The irony is that the State Department and broader international community has poured hundreds of millions of dollars into Somalia in order to hold the sort of one-person, one-vote elections that Somaliland now holds regularly at a fraction of the expense. Most recently, Somalia President Mohamed Farmajo sought to retain power while postponing those elections for two years, nearly bringing Somalia back to civil war. When, on May 27, 2021, after squandering so much money for elections that did not happen, Somali leaders agreed to hold a selection in which a few hundred clan elders would select a new government, the State Department tweeted its applause. Fully democratic elections in Somaliland, though? Crickets from Foggy Bottom.
Perhaps the State Department feels that to recognize democracy in Somaliland or to set foot in the region would somehow imbue it with formal recognition. This is nonsense. American officials have long visited Taiwan, and U.S. diplomats have traveled to Iraqi Kurdistan for decades and Syrian Kurdistan for years without implying recognition. European diplomats and African officials—including the former president of Sierra Leone—visit without implying any such claim. While U.S. Ambassador Donald Yamamoto has largely stopped his staff from visiting Somaliland, his predecessors imposed no such restrictions. Rather, the issue comes down to neglect and disinterest and perhaps Yamamoto’s own hostility, something about which many other diplomats stationed in Somalia now comment.

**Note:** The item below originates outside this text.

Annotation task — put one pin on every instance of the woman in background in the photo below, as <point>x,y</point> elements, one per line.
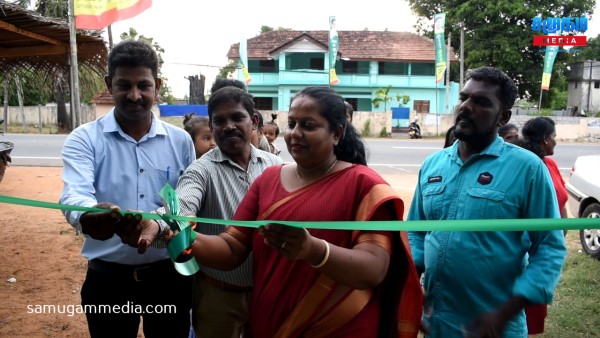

Regardless, Freedom House has described “democracy in retreat” and “democracy under siege.” Somaliland is a happy exception, which the State Department should uphold as an example for Somalia proper and countries across the Horn of Africa like Ethiopia and Eritrea where democracy is in short supply. Unfortunately, the State Department’s failure to send any diplomat to witness the event shows once again that, when it comes to Africa, the United States is absent without leave.